Essentially, my thinking processes can have an effect on how my body responds. Even if I'm not crossing my arms and nodding my head (a la “I Dream of Jeannie”) and having my wish become my command, I can influence my body with my thinking like the first step in some sort of Rube Goldberg mechanism. I start a ball rolling in my mind, and it goes through processes I don't know or understand, and the end result is what I hope for. At worst, I'm fooling myself and wasting a few thoughts. At best, I'm helping my body accomplish what I want it to.
I can, of course, also create new thinking processes in myself which tamp down the urgency with which I feel I need to eat. Rather than panic that I'm hungry so soon after breakfast, I can slowly learn to tolerate that hunger better, longer, and with less preoccupation.
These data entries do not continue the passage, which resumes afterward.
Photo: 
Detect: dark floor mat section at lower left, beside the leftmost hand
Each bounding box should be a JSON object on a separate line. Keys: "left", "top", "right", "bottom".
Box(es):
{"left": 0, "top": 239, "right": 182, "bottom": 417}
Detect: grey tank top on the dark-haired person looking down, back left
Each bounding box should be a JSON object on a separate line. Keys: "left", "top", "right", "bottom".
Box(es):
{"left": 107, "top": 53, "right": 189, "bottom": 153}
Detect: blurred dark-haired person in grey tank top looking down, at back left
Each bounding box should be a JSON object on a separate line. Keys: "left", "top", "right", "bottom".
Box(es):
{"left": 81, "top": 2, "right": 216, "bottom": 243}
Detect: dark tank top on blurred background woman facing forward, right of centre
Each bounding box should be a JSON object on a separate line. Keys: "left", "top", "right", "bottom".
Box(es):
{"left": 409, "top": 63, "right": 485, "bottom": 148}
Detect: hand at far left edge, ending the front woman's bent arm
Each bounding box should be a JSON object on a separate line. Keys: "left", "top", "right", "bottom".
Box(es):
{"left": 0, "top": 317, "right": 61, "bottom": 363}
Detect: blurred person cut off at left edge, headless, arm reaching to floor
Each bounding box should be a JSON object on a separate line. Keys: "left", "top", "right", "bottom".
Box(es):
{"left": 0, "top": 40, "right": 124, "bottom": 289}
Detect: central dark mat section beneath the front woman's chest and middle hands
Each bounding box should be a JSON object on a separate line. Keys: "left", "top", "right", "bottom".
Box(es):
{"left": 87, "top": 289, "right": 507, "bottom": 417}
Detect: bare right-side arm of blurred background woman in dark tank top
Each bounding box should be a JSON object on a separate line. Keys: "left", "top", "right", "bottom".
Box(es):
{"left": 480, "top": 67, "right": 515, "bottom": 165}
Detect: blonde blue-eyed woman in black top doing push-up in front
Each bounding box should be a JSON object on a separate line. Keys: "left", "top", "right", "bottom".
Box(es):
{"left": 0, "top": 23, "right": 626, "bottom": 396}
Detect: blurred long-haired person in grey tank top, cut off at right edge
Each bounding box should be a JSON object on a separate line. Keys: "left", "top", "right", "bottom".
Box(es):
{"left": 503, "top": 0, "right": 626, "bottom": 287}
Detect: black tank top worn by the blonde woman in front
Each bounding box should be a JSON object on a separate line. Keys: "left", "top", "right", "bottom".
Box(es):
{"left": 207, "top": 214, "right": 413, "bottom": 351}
This is a form of desensitization to the sense of urgency and panic caused by hunger pangs.
In terms of the walls analogy I started with, I realized today that the walls aren't falling in on me as often as they used to and I have a lot easier time pushing them back up into place than I did a year ago. This is both because my body has adjusted (walls fall down less often = less intense hunger) and I have grown stronger (push them back more easily = more mental strength to deal with food). I realize that this is not going to be a static situation or one that improves in a linear fashion. I am prepared for the fact that there will be days when all of the walls come crashing heavily down and I will struggle a lot, and there will be days when I can put them back in place with the equivalent of a light tap. It's all about how often they come tumbling down and with what force.
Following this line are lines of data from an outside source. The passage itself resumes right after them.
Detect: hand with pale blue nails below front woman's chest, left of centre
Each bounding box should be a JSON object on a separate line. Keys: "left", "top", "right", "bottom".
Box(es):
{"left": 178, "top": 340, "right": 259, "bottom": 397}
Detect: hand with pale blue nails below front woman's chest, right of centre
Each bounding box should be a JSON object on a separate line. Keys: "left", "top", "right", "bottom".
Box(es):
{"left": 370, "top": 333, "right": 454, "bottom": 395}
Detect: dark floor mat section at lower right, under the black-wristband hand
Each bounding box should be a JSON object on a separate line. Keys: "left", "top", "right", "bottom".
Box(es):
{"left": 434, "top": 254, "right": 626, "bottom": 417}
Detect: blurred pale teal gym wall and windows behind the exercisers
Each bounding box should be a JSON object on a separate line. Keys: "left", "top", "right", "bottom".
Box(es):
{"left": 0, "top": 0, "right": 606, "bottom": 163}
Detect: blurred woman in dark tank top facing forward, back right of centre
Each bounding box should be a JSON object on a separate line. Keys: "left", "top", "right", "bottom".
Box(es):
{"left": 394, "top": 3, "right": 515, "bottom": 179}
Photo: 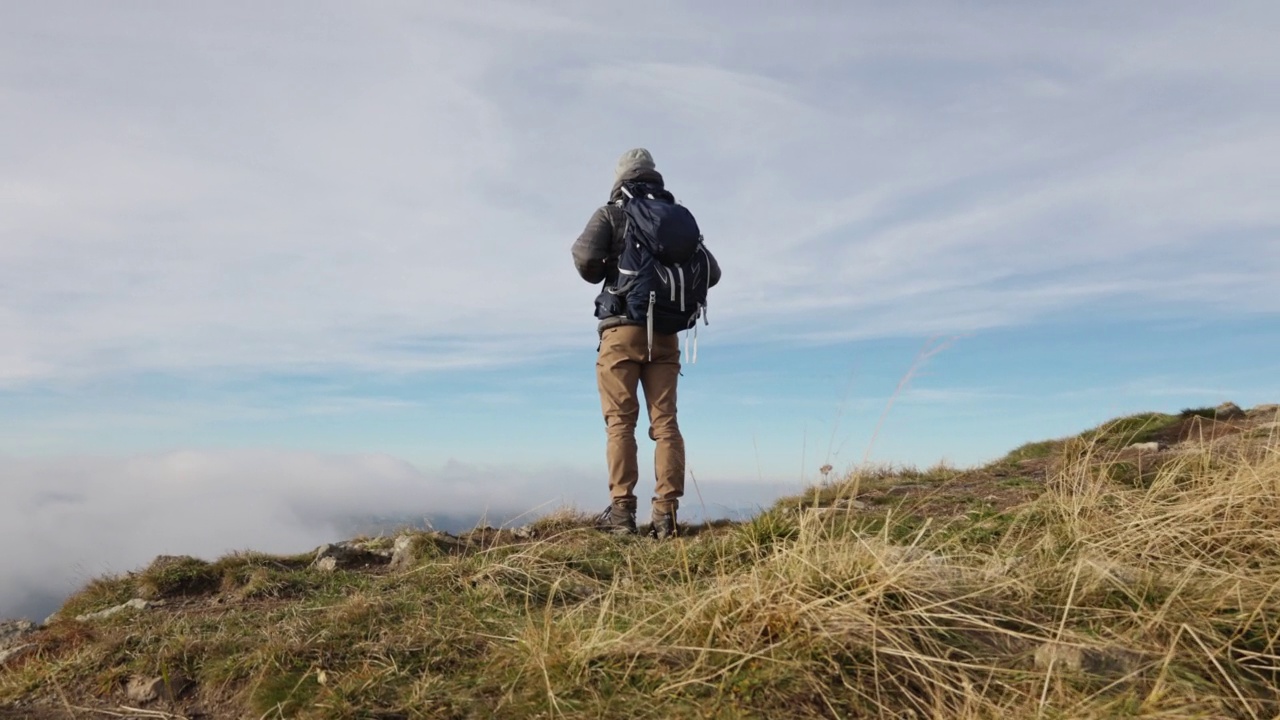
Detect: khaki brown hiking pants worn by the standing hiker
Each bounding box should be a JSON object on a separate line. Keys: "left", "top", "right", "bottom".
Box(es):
{"left": 595, "top": 325, "right": 685, "bottom": 512}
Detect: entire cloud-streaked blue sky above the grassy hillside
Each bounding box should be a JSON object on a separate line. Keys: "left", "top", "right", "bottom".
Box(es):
{"left": 0, "top": 1, "right": 1280, "bottom": 616}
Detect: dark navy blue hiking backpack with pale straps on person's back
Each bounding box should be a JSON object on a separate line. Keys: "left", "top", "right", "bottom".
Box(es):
{"left": 595, "top": 183, "right": 710, "bottom": 361}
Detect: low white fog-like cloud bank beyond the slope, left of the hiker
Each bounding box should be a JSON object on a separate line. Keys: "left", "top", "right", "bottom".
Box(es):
{"left": 0, "top": 451, "right": 604, "bottom": 618}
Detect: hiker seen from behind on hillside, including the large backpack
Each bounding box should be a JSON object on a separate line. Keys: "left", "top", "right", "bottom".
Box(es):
{"left": 573, "top": 147, "right": 721, "bottom": 539}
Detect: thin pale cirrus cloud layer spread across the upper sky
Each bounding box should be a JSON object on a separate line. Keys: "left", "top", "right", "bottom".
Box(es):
{"left": 0, "top": 3, "right": 1280, "bottom": 383}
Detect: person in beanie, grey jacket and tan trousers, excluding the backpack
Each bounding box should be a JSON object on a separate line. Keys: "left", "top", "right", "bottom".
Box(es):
{"left": 573, "top": 147, "right": 721, "bottom": 539}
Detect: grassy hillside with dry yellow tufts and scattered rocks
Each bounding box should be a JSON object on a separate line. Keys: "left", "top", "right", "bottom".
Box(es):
{"left": 0, "top": 406, "right": 1280, "bottom": 719}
If I keep working at the mental processes, the physical ones will follow and the frequencies and intensity with which I am overwhelmed will reduce. However, I am ever mindful that this is never going to be "finished" or cease to be a struggle on some level, and I'm okay with that. The struggle helps me grow as a person, and is as much, or more, about self-actualization as it is about weight. I will continue to extract value from the process, regardless of whether or not I actually lose any pounds as a result.